I initially set the maximum number of iterations to 3000 but it didn't converge.

In [52]:
pipeline = Pipeline([('vect', TfidfVectorizer(ngram_range=(1,2), sublinear_tf=True)),
                     ('chi', SelectKBest(chi2, k=10000)),
                     ('clf', LinearSVC(C=1.0, penalty='l1', max_iter=10000, dual=False))])

In [53]:
model = pipeline.fit(x_train, y_train)



In [54]:
vectorizer = model.named_steps['vect']
chi = model.named_steps['chi']
clf = model.named_steps['clf']

In [55]:
import numpy as np

In [56]:
feature_names = vectorizer.get_feature_names()
feature_names = [feature_names[i] for i in chi.get_support(indices=True)]
feature_names = np.asarray(feature_names)

In [57]:
target_names = [ 'PlayPodcastIntent', 'PodcastOnlyIntent', 'PlayRadioIntent', 'RadioOnlyIntent', 'WhatsPlayingIntent', 'WhatsPlayingTitleAndSynopsisIntent', 'WhatStationIsPlayingIntent']


Listing out the top ten keywords for each class

In [58]:
# top 10 keywords per class
for i, label in enumerate(target_names):
    top10 = np.argsort(clf.coef_[i])[-10:]
    print('%s: %s' %(label, ' '.join(feature_names[top10])))

PlayPodcastIntent: hear listen start begin play please launch continue resume podcast
PodcastOnlyIntent: cwr gaidheal cambridge sports extra coventry midlands devon leicester jersey norfolk
PlayRadioIntent: get job service listen fresh start global news naked podcast radio hour h2o early start let get listen play
RadioOnlyIntent: gaidheal 3cr swindon southampton somerset tees newcastle coventry cymru radio
WhatsPlayingIntent: get oxford get physical get please get podcast get radio get saturday get sheffield zoo channel station
WhatsPlayingTitleAndSynopsisIntent: song title artist singing right listening song playing sings song band singing playing song
WhatStationIsPlayingIntent: get oxford get physical get please get podcast get radio get saturday get scotland get one zoo programme


I was e

In [59]:
#accuracy score
model.score(x_test, y_test)

0.9989448912435998

In [60]:
model.predict(['can i listen to the new bbc womens show'])

array(['PlayPodcastIntent'], dtype=object)

In [61]:
model.predict(['i want to listen to bbc radio four'])

array(['PlayPodcastIntent'], dtype=object)

In [62]:
model.predict(['listen to bbc radio four'])

array(['PlayPodcastIntent'], dtype=object)

In [63]:
model.predict(['can you play bbc radio four'])

array(['PlayPodcastIntent'], dtype=object)

In [64]:
model.predict(['bbc radio four'])

array(['PodcastOnlyIntent'], dtype=object)

In [65]:
model.predict(['what am i listening to'])

array(['PodcastOnlyIntent'], dtype=object)

In [66]:
model.predict(['what artist is singing'])

array(['WhatsPlayingIntent'], dtype=object)

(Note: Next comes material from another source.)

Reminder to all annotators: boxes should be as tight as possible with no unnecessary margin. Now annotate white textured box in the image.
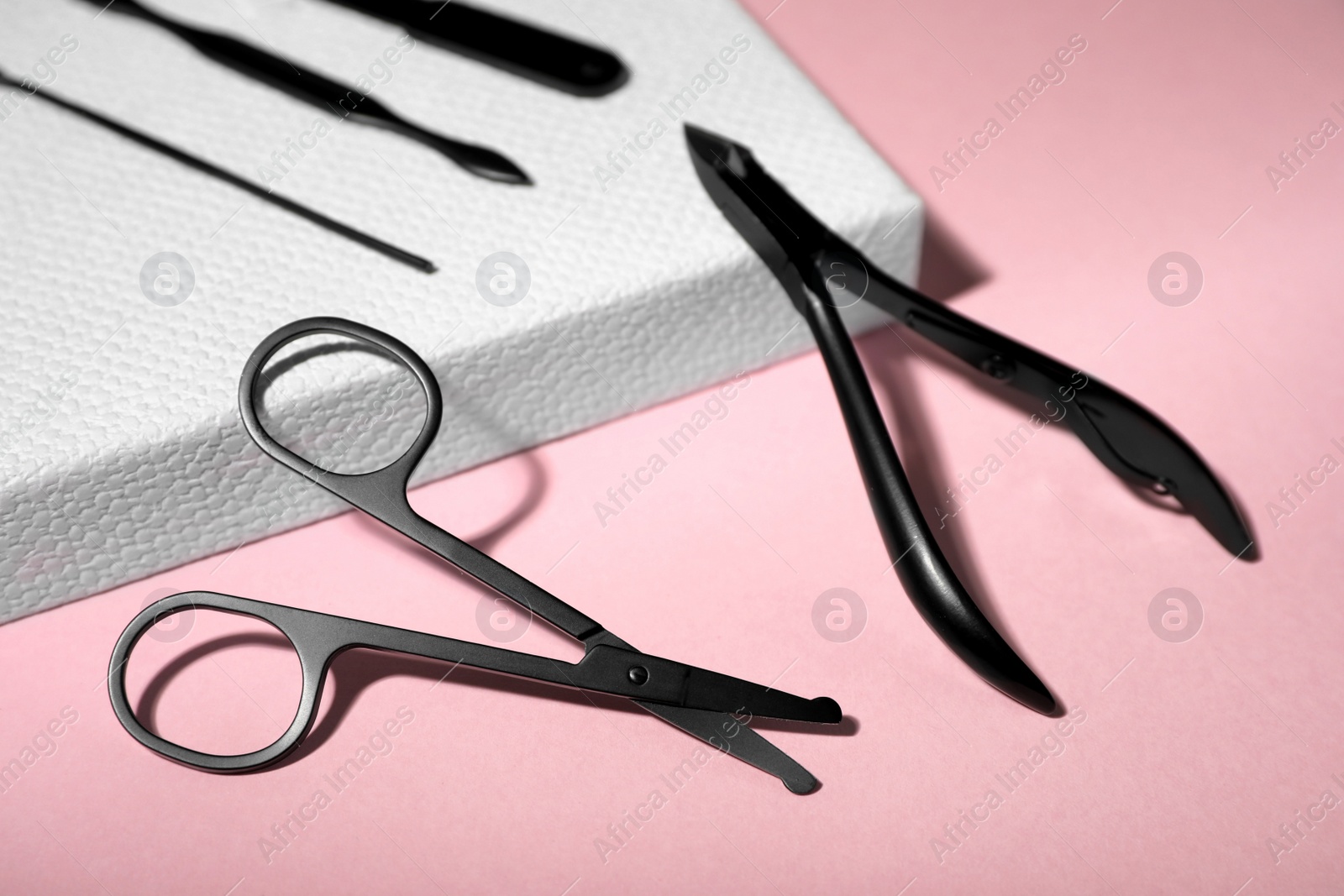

## Conclusions and Next Steps

I am happy in that I have concluded that my data can be read in, processed and classified. However, the results of the classification model are disappointing.

The high accuracy level was only achieved because of the imbalance in classes of the Dataset. I [need to look at ways to overcome this](https://machinelearningmastery.com/tactics-to-combat-imbalanced-classes-in-your-machine-learning-dataset/) and implement them. 

Depending on the outcome, I should also consider parameter tuning.